In a nutshell, the media infers that NGOs increase the rate of people leaving from Libya through activities funded by suspicious means.
This kind of accusations and speculations are a heavy burden on the shoulders of those who on a daily basis devote their time to the fundamental mission of saving human lives.
While the media uproar was at its climax, during the Easter weekend our crew was working ceaselessly for more than 24 hours in order to assist and bring to safety as many people as possible.
Meanwhile, those who had instilled doubts and hatched plots about the migratory phenomenon were comfortably sitting on their sofas.
Since MOAS’ inception in 2014 as the first private NGO operating at sea, we have always cooperated with official authorities for each rescue activity, ranging from sharing information collected with our equipment to sharing data about those rescued and disembarking in the port identified for us. Our ultimate goal has always been to prevent casualties at sea.
My family has paved the way for an active participation of civil society in this crisis. Journalists, humanitarian organisations and citizens used to focus only on the ports where migrants were disembarked after being rescued by the Italian Coast Guard and Mare Nostrum, the only entities operating at sea.
We decided to act because we needed to give our contribution to rescue human lives following an idea which first reached our heart, secondly our mind and then our wallet. We provided a real answer to Pope Francis’ call to avoid becoming used to people dying at sea. We have invested our money, our time and expertise to help those who risk their lives while crossing the Mediterranean.
Since its first mission, MOAS has had an immediate impact in terms of the lives we saved, and we have inspired other organisations to operate at sea and rescue vessels in distress.
Nevertheless, solidarity and rescue at sea are now blamed and our credibility has been put at stake -if not jeopardized- by the media uproar at Italian and international level.
NGOs have had to attend Parliamentary hearings – in front of the Schengen and Defence Committees – together with representatives of the Italian Coast Guard and Navy, as well as relevant judicial authorities. Fact-finding surveys go on as well as official statements.
But where are the migrants?
Who spoke with them? What do we know about these people? Did they start the journey because of us operating at sea?
Or maybe they had no idea of what they would suffer when crossing the desert and the sea.
Why is their voice not relevant?
Why has nobody asked them to tell their story? They have experienced everything first hand and their bodies bear witness to this terrible journey.
Why do we talk about them, but we never listen to their voice?
Migrants represent the most fragile part of our society. They have no possessions, they are running from violence we can barely imagine, from conflicts they couldn’t avoid or famines they cannot solve. Migrants are vulnerable people who often survived torture or severe trauma and are looking for a future far from bombings, weapons and death.
But they are people.
And so they have rights which too often are denied and ignored.
I wonder if those pointing their finger against us with no real evidence have ever talked to a migrant who arrives after a desperate journey. I wonder if they have ever seen a mother fleeing war to save her kids. I wonder why nobody is interested in their voice: the voice the invisible people.

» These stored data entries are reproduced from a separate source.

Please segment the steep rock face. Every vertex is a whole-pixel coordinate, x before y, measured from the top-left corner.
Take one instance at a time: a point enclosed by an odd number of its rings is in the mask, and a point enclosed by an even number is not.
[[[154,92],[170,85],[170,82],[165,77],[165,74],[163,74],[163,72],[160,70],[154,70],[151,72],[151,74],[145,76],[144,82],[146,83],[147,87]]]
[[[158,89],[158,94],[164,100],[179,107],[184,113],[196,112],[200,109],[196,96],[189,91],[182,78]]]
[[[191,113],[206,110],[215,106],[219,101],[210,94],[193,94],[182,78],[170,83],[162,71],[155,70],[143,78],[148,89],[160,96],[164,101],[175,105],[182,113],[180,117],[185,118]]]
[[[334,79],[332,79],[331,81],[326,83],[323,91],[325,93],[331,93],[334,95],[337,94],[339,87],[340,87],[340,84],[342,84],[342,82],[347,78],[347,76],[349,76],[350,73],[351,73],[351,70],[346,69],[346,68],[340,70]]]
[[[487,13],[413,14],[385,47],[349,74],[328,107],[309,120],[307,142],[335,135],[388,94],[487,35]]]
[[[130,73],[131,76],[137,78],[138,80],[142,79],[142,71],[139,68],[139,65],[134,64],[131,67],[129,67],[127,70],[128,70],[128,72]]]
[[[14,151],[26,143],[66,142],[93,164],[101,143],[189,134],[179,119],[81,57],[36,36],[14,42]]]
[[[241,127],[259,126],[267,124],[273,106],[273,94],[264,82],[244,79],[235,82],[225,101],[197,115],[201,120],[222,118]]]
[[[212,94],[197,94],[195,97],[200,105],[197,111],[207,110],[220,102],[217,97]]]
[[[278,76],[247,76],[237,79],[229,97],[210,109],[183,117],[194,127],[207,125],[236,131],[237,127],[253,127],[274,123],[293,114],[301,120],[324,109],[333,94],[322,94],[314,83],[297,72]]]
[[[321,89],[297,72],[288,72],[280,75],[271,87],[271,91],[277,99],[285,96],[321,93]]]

MOAS has devoted and still devotes everything in its daily commitment to them.
Each rescue operation has been for us an occasion to discover again our humanity, to heal wounds, listen to stories and give comfort to those who have lost everything but hope.
Their stories and the feeling that we cannot give up keep our motivation high. As long as people are forced to risk their life at sea with no safe and legal alternatives, we will be there to rescue them, and to spread and safeguard their voice and their story together with our own humanity.